Demonstration of Causal Link

A demonstration based on an examination of all relevant evidence must be given to show that there is a causal relationship between the dumped imports and the injury to the domestic industry. Apart from dumping, other factors such as changes in the pattern of demand or developments in technology may cause injury to domestic producers. Injury caused by such factors must not be attributed to dumped imports.

Procedures for Imposition of Anti-dumping Duties

Initiation of investigations: Generally, investigations should be initiated on the basis of written request submitted by or on behalf of a domestic industry, stating evidence of dumping, injury, and causality, as well as information regarding the product, industry, importers, exporters, and other matters.

Investigation: collection of evidence, use of sampling techniques, confidentiality of sensitive information, transparency of proceedings, on-the-spot investigations, use of best information available, etc. Investigations should be completed within one year, and in no case more than 18 months after initiation.

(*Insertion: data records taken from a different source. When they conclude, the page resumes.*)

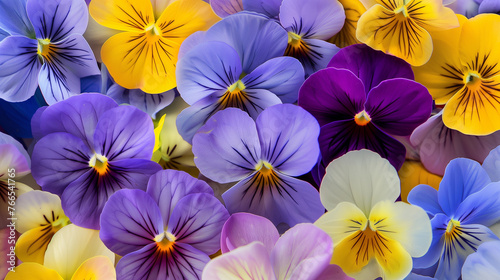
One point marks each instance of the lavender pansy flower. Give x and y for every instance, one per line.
x=88, y=148
x=167, y=232
x=462, y=210
x=253, y=249
x=46, y=49
x=232, y=71
x=263, y=157
x=361, y=100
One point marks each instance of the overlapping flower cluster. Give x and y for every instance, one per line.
x=246, y=139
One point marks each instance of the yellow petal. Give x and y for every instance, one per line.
x=347, y=35
x=125, y=15
x=145, y=61
x=33, y=271
x=96, y=268
x=184, y=17
x=384, y=30
x=413, y=173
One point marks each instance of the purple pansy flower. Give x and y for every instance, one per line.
x=45, y=49
x=238, y=64
x=263, y=157
x=252, y=249
x=167, y=232
x=363, y=98
x=88, y=148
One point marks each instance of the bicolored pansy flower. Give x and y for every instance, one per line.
x=39, y=216
x=239, y=63
x=263, y=157
x=144, y=55
x=401, y=27
x=46, y=49
x=464, y=75
x=437, y=144
x=373, y=236
x=483, y=264
x=167, y=232
x=361, y=100
x=462, y=210
x=252, y=249
x=171, y=150
x=88, y=148
x=74, y=253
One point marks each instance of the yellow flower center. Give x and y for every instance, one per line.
x=362, y=118
x=99, y=163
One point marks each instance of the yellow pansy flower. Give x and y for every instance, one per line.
x=145, y=55
x=464, y=74
x=400, y=27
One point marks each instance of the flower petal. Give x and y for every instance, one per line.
x=244, y=228
x=130, y=220
x=302, y=252
x=247, y=262
x=342, y=182
x=19, y=68
x=227, y=147
x=289, y=138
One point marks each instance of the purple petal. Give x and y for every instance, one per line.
x=303, y=252
x=371, y=66
x=167, y=187
x=57, y=19
x=224, y=8
x=244, y=228
x=124, y=132
x=398, y=106
x=318, y=19
x=19, y=68
x=340, y=137
x=255, y=38
x=77, y=116
x=227, y=147
x=438, y=144
x=84, y=199
x=197, y=220
x=130, y=220
x=282, y=76
x=289, y=138
x=332, y=94
x=150, y=262
x=279, y=198
x=207, y=68
x=59, y=159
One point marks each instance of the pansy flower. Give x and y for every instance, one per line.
x=144, y=55
x=46, y=49
x=462, y=210
x=373, y=236
x=401, y=27
x=464, y=75
x=239, y=64
x=74, y=253
x=252, y=249
x=363, y=98
x=88, y=148
x=263, y=157
x=167, y=232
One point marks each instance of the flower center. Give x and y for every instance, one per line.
x=99, y=163
x=362, y=118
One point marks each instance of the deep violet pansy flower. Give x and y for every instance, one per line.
x=238, y=64
x=88, y=148
x=263, y=157
x=363, y=98
x=46, y=48
x=167, y=232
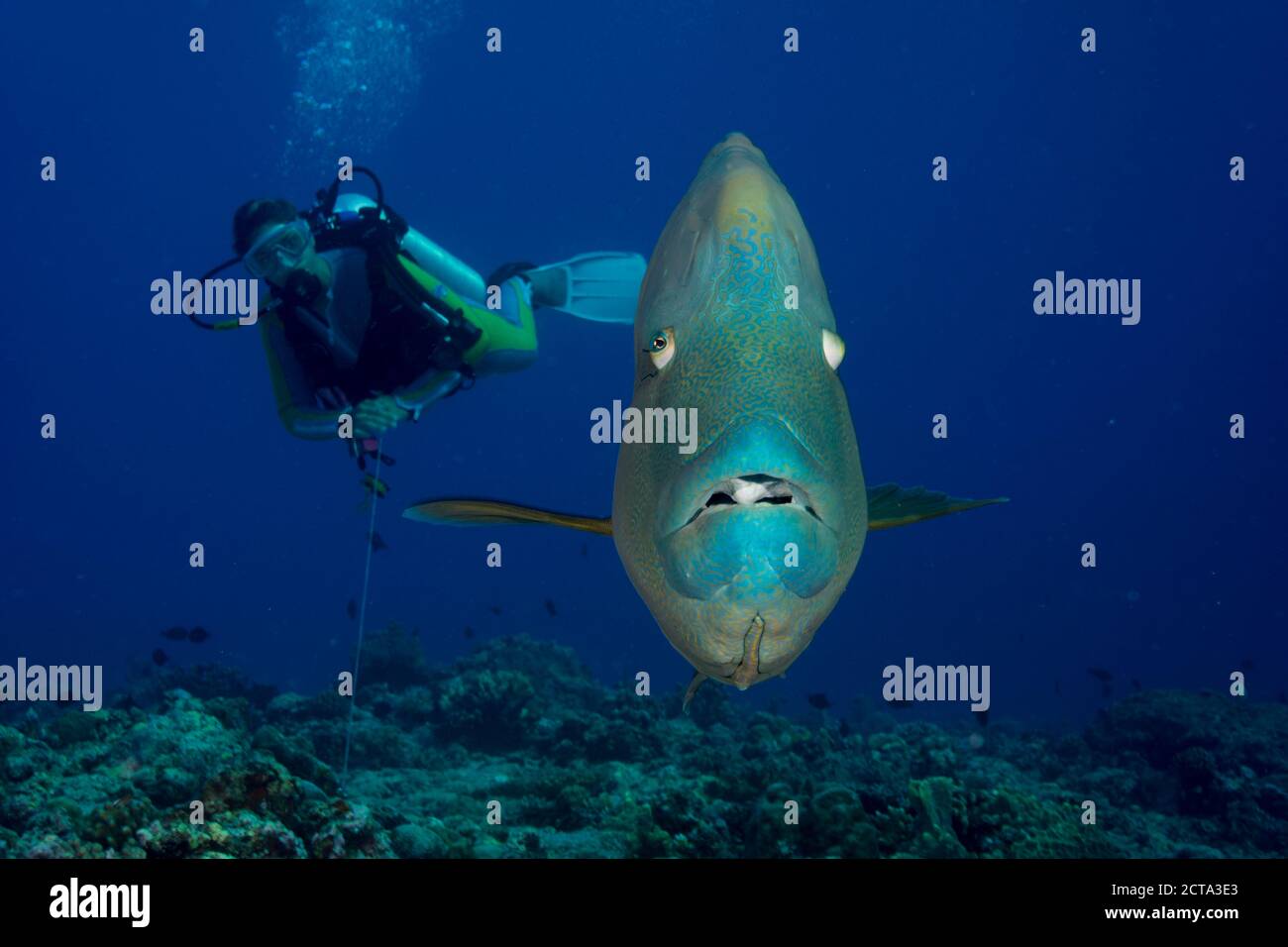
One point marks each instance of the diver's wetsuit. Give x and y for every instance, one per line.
x=320, y=368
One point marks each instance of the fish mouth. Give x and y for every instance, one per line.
x=748, y=466
x=752, y=489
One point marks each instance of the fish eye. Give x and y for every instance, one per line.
x=661, y=350
x=833, y=348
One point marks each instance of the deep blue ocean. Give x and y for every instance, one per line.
x=1113, y=163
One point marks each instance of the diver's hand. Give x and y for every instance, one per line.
x=376, y=416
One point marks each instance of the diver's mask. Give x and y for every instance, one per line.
x=279, y=250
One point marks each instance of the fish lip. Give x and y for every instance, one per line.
x=692, y=493
x=780, y=491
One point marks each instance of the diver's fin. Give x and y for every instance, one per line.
x=484, y=512
x=600, y=286
x=698, y=677
x=894, y=505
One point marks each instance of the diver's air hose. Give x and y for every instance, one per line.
x=362, y=615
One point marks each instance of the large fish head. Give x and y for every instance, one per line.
x=742, y=540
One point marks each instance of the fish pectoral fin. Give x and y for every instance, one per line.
x=698, y=677
x=893, y=505
x=492, y=512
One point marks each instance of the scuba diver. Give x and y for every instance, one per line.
x=369, y=317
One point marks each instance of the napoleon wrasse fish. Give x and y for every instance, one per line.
x=742, y=547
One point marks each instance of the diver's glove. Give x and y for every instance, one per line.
x=377, y=416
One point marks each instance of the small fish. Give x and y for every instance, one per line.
x=374, y=484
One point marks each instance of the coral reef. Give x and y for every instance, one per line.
x=515, y=751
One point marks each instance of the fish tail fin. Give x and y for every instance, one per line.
x=492, y=512
x=892, y=505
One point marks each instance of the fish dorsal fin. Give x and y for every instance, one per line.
x=892, y=505
x=492, y=512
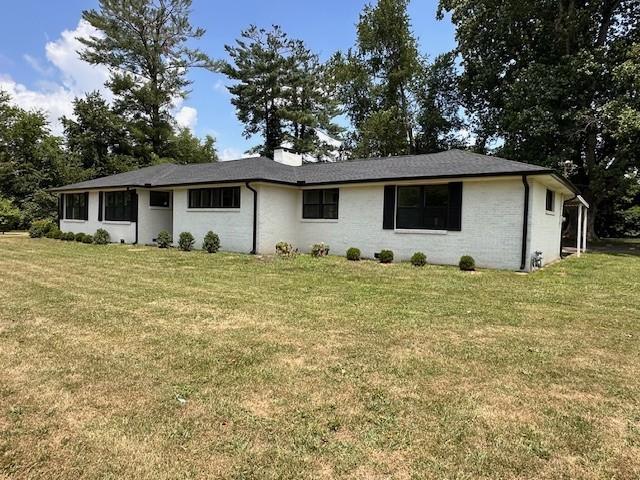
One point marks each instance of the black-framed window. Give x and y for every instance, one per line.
x=423, y=207
x=118, y=206
x=222, y=197
x=159, y=199
x=322, y=203
x=550, y=200
x=76, y=207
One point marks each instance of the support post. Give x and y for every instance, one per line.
x=584, y=231
x=579, y=236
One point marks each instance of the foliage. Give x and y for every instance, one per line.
x=40, y=228
x=556, y=84
x=98, y=137
x=280, y=92
x=101, y=237
x=319, y=250
x=31, y=161
x=353, y=254
x=385, y=256
x=418, y=259
x=284, y=249
x=164, y=239
x=211, y=242
x=54, y=233
x=467, y=263
x=396, y=102
x=10, y=216
x=186, y=241
x=146, y=46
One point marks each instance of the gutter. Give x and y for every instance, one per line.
x=255, y=216
x=525, y=224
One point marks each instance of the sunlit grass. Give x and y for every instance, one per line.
x=123, y=361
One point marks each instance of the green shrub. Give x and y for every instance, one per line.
x=164, y=239
x=418, y=259
x=211, y=242
x=385, y=256
x=54, y=233
x=320, y=250
x=285, y=249
x=186, y=241
x=40, y=228
x=467, y=263
x=353, y=254
x=101, y=237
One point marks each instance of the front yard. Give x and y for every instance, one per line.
x=122, y=361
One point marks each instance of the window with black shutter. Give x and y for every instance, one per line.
x=549, y=201
x=76, y=206
x=159, y=199
x=221, y=197
x=429, y=207
x=118, y=206
x=321, y=203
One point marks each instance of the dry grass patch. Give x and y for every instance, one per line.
x=135, y=362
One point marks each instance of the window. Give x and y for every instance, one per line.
x=320, y=203
x=159, y=199
x=423, y=207
x=76, y=206
x=118, y=206
x=550, y=201
x=224, y=197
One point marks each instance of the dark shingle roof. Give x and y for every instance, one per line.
x=452, y=163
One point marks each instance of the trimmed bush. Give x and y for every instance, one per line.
x=467, y=263
x=101, y=237
x=164, y=239
x=54, y=233
x=418, y=259
x=40, y=228
x=211, y=242
x=285, y=249
x=386, y=256
x=320, y=250
x=353, y=254
x=186, y=241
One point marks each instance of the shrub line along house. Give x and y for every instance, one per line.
x=444, y=204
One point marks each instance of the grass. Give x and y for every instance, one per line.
x=135, y=362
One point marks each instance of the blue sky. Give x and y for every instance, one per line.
x=39, y=66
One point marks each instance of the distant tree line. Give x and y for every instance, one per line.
x=550, y=83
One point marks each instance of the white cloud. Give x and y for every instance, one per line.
x=68, y=77
x=187, y=117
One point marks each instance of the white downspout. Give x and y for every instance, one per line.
x=579, y=239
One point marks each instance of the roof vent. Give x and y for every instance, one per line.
x=287, y=157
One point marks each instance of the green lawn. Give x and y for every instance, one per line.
x=313, y=368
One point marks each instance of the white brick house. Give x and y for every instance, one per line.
x=446, y=205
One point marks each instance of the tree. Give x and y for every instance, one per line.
x=10, y=216
x=280, y=91
x=376, y=81
x=98, y=137
x=184, y=148
x=144, y=44
x=542, y=82
x=31, y=161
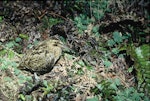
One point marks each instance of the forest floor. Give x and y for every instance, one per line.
x=91, y=69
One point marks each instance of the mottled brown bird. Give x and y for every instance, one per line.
x=42, y=58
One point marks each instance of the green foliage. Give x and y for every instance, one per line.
x=130, y=94
x=48, y=87
x=140, y=56
x=23, y=36
x=81, y=22
x=1, y=18
x=117, y=39
x=99, y=8
x=93, y=99
x=107, y=63
x=48, y=22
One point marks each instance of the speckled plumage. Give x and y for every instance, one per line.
x=41, y=58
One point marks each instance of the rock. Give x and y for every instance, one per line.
x=42, y=58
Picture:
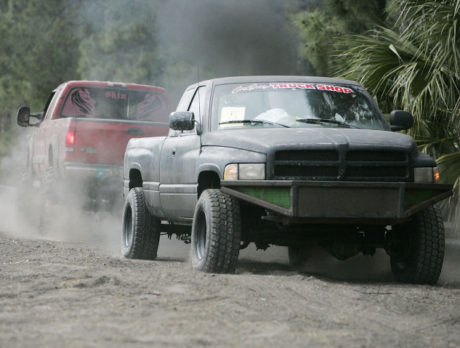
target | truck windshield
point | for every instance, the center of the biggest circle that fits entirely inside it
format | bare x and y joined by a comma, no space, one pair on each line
293,105
116,103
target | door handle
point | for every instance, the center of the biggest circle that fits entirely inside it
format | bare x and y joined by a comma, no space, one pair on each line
135,131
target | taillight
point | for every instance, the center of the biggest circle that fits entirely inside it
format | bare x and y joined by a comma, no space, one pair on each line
70,138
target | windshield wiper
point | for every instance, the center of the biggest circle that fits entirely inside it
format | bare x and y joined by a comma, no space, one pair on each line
325,120
254,122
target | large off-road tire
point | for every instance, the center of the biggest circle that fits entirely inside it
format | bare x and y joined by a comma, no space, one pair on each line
141,230
216,233
419,251
298,255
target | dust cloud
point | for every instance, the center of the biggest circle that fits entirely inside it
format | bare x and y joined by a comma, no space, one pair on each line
22,209
204,39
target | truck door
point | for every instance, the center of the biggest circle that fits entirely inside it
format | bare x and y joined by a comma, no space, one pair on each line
40,140
178,177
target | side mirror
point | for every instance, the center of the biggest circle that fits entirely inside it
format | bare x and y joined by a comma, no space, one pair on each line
400,120
182,120
24,116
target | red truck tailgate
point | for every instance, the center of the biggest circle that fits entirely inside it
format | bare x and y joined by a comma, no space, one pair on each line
104,141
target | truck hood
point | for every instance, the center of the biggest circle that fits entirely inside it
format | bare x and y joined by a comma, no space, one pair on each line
264,140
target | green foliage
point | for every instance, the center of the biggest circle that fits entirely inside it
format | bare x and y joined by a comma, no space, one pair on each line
121,47
321,31
415,65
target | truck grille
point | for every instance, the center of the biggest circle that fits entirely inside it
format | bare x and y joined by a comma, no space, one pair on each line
331,165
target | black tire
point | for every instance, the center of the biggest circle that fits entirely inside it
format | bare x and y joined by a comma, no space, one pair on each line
216,233
420,247
298,255
141,230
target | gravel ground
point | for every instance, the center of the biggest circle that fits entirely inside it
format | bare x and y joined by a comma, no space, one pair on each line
71,288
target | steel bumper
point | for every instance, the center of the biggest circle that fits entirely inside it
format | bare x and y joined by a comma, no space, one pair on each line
92,170
339,200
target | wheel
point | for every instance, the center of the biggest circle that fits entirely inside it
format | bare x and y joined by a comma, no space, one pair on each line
298,255
419,252
216,233
141,230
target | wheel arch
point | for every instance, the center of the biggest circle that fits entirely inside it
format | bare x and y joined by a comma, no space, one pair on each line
206,180
135,178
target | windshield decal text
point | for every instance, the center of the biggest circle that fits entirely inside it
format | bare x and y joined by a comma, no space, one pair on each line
292,85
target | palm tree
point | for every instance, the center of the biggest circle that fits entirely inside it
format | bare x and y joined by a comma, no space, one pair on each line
415,65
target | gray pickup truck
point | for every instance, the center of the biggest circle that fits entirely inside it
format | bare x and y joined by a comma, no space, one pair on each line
284,160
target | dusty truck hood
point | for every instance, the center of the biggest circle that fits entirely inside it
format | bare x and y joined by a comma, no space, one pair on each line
265,140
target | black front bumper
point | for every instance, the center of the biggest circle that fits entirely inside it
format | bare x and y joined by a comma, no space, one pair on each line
347,201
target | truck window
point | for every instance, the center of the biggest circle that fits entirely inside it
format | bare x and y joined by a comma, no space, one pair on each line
50,104
116,103
184,102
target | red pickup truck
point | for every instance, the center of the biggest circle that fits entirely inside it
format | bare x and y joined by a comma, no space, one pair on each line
81,136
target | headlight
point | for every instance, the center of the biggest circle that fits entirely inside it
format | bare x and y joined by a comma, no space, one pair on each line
245,171
426,175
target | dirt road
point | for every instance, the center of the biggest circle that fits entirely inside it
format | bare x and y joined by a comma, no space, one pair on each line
71,288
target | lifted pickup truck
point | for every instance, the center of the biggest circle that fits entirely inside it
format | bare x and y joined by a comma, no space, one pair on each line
81,136
290,161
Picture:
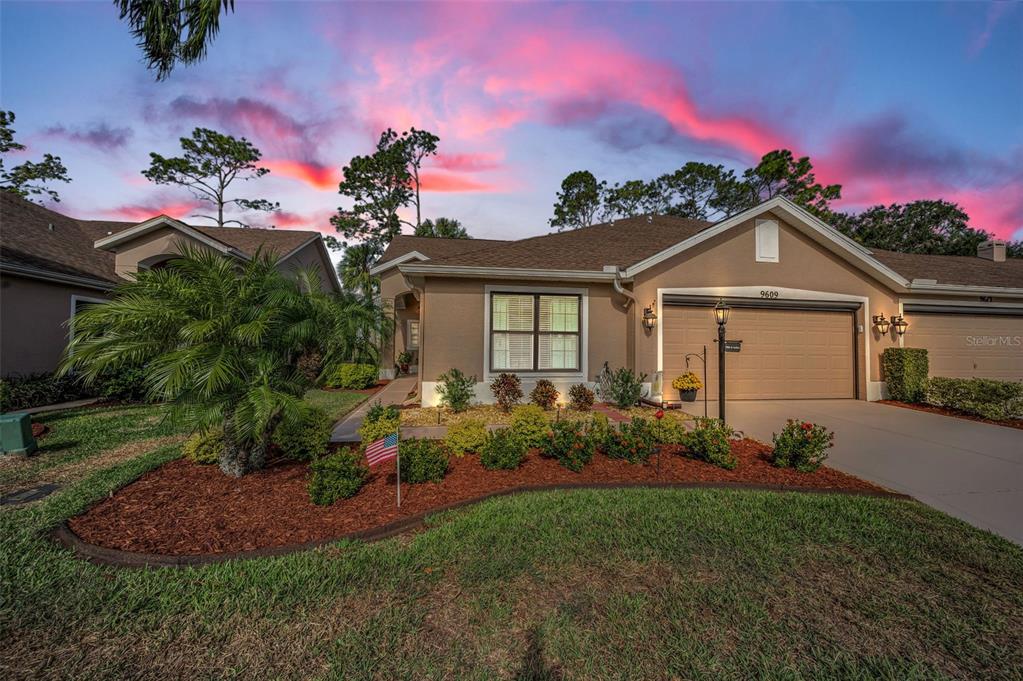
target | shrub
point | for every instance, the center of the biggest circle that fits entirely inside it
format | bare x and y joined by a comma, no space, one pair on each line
544,395
468,436
421,461
905,372
205,447
668,430
711,441
580,398
353,376
38,390
633,442
530,423
337,477
599,427
570,444
503,449
456,390
305,437
379,412
370,432
802,446
507,391
999,400
621,387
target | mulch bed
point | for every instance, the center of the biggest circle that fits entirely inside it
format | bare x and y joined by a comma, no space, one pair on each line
186,509
954,413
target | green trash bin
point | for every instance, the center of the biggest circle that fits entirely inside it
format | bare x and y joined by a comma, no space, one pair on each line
15,434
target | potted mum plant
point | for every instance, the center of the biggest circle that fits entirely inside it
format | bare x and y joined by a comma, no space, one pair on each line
687,384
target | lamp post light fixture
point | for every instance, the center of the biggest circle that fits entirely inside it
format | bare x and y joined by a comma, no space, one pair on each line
721,317
649,317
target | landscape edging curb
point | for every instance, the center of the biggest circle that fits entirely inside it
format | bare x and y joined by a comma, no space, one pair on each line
63,535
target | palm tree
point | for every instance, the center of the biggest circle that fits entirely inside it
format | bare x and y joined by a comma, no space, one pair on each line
218,338
353,270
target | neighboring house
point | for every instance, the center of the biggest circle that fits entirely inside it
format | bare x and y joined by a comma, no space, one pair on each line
51,264
803,298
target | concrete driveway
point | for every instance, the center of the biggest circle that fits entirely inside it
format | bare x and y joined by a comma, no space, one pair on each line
968,469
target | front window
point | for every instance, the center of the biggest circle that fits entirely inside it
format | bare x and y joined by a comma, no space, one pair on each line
534,332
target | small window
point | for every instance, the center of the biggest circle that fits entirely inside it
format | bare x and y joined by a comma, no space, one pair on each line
534,332
766,240
413,333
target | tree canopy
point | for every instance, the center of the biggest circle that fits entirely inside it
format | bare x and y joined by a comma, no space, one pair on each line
381,183
447,228
209,164
173,31
28,178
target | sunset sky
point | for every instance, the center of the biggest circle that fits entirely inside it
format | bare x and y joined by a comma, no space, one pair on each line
894,101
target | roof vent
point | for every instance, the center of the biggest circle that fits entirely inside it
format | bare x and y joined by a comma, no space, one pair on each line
993,251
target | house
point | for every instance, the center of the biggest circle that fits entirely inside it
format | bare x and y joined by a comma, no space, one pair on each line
51,264
812,308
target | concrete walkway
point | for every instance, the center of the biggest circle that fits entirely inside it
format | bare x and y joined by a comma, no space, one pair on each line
966,468
393,393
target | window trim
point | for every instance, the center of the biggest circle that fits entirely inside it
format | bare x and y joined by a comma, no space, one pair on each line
583,297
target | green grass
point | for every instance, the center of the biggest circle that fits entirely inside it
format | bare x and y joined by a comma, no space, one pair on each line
586,584
336,403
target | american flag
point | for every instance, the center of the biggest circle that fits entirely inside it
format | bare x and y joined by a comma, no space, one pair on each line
383,449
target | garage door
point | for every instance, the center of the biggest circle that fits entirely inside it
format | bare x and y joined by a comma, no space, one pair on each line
963,346
787,354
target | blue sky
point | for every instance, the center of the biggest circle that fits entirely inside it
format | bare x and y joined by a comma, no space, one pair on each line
895,101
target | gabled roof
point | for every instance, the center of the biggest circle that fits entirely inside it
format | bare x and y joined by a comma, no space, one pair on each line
38,238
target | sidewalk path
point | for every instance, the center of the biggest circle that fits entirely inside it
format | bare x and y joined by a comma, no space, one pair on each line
393,393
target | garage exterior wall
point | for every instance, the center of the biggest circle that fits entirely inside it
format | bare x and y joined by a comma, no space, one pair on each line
727,265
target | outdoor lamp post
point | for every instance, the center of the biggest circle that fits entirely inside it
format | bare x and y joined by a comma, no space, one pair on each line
721,316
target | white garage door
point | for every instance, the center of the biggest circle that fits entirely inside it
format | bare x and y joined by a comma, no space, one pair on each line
786,354
961,346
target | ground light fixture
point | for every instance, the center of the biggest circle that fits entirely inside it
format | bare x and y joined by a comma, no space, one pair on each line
649,317
721,317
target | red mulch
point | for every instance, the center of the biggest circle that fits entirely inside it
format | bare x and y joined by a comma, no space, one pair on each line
184,509
944,411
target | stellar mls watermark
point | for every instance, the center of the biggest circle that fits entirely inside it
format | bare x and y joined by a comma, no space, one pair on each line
994,341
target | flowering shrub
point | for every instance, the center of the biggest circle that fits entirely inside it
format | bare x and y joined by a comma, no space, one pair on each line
530,423
710,441
544,395
633,442
507,390
570,444
502,449
580,398
468,436
802,445
686,381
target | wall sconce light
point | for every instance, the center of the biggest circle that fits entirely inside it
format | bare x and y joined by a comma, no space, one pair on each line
649,317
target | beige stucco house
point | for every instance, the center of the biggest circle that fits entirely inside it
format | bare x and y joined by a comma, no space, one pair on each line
50,264
805,302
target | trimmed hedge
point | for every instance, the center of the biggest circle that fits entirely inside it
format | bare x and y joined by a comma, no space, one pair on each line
905,372
998,400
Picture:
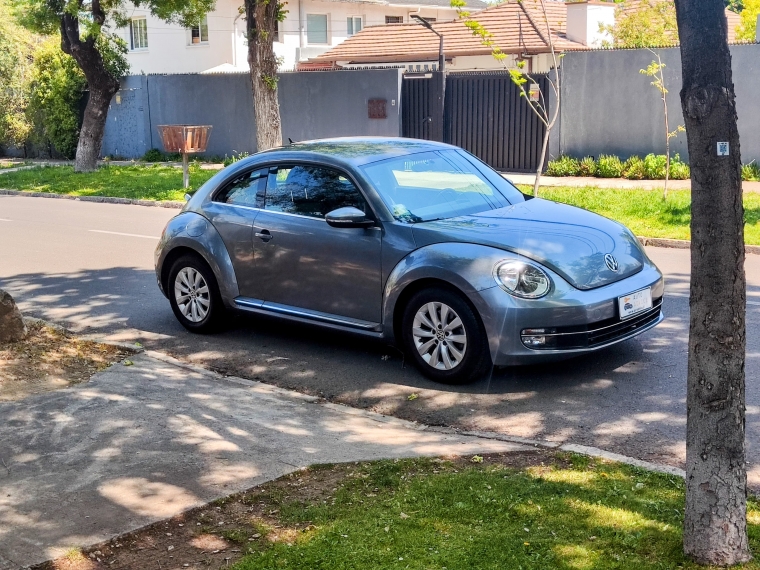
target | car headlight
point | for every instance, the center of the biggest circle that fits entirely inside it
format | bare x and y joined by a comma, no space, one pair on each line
522,279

All interested parties should be given an opportunity to present evidence and to comment.

Anti-dumping investigations are to end immediately in cases where the authorities determine that the margin of dumping is de minimis, i.e., less than 2% of the export price, or that the volume of dumped imports is negligible, i.e., less than 3% of the imports of the like product in the importing country individually and no more than 7% collectively.

Provisional measures: Provisional measures preferably in the form of a security through cash deposit of bond may be applied if there is a preliminary affirmative determination of dumping, injury and causality 60 days after initiation of an investigation. The time limit is usually 4 months, with a possible extension to 6 months. The period of provisional measures for a Member imposing anti-dumping duties lower than the margin of dumping is 6 and 9 months respectively.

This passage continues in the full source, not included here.